A feature of the MAX3250 is a fault-condition flag output indicating when the device's isolation limit has been exceeded. The operation may be understood by reviewing the block schematic of Figure 1. Comparators on each side of the isolation barrier, F1a and F2, each compare a locally-generated reference voltage with the attenuated VCC
/2 reference from the opposite side of the isolation barrier. References are chosen such that the attenuated equivalent of a 55V isolation voltage is recognized. One comparator recognizes a positive offset, and the other recognizes a negative offset. Outputs from the two comparators are logic ORed together to produce a fault signal whenever the difference between the logic common (GND) and ISO COM terminals exceeds ±55V.

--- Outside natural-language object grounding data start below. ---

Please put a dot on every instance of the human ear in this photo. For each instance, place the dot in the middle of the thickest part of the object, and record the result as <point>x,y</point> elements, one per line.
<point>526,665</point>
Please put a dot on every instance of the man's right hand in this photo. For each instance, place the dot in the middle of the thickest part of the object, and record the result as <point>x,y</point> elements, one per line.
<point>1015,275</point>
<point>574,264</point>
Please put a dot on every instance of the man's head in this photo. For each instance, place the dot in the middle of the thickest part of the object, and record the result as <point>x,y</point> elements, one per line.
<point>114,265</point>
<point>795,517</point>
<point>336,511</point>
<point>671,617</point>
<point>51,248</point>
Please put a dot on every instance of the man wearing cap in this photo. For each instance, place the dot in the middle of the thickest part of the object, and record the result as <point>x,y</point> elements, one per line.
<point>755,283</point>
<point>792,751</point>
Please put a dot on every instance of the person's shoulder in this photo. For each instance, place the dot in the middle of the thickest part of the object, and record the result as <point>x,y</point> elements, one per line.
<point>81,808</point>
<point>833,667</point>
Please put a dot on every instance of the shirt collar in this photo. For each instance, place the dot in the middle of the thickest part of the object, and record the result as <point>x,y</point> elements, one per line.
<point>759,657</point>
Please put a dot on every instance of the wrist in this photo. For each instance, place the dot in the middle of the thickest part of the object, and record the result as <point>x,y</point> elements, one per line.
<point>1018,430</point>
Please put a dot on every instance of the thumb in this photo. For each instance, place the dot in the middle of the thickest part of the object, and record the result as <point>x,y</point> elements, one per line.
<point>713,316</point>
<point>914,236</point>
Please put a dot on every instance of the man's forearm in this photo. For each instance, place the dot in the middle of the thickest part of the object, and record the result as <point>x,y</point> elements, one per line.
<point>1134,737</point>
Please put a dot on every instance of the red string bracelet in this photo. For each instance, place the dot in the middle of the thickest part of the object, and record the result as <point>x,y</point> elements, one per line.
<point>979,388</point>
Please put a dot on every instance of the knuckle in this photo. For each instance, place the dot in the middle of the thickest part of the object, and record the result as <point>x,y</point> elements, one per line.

There are two back-to-back 50V-breakdown SCR devices in series inside the IC to protect the circuitry if the voltage between ISO COM and logic-ground should exceed approximately ±100V either by accident or due to an ESD event. Specification limits for this voltage difference are ±80V due to potential inaccuracies in the SCR breakdown voltages. The continuous current into any of the isolated-side pins must be limited below 30mA to prevent latch-up when excess voltage is applied across the isolation barrier or after an ESD event when high applied isolation voltage is present. It is, therefore, advisable to insert a 1kΩ 1/4W protective resistor in series with the test-voltage source when performing isolation-voltage tests. This, however, is unnecessary in normal applications where no more than ±50V (or the limits indicated in Figure 8) might be present.
There are internal SCR protection devices on each of the receiver inputs and transmitter outputs of the isolated side. Continuous voltage with respect to ISO COM on RIN1
must be limited to ±25V. Continuous voltage on TOUT1
with respect to ISO COM must be limited to ±13.2V. These are low-current protective devices that must not be subjected to continuous currents in excess of 30mA.
NOTE: A 1kΩ resistor need not be placed in series with the ISO COM line in normal applications as was indicated in Revision 0 of the MAX3250 data sheet dated 4/02. In fact, the addition of the 1kΩ resistor will cause received data errors. Revision 1 of the data sheet omits this suggestion.
By utilizing a resistive-isolation technique and capacitive voltage transfer to power the isolated circuits, the MAX3250 functions as a low-cost replacement for capacitively-, optically-, or magnetically-isolated transceivers in the majority of systems requiring moderate isolation-voltage capability. Its several other useful features are adequately described in the data sheet.
1 TIA-EIA STANDARD, Interface Between Data Terminal Equipment and Data Circuit-Terminating Equipment Employing Serial Binary Data Interchange, Rev. F, ANSI/TIA/EIA-232-F-1997, 30 September 1997.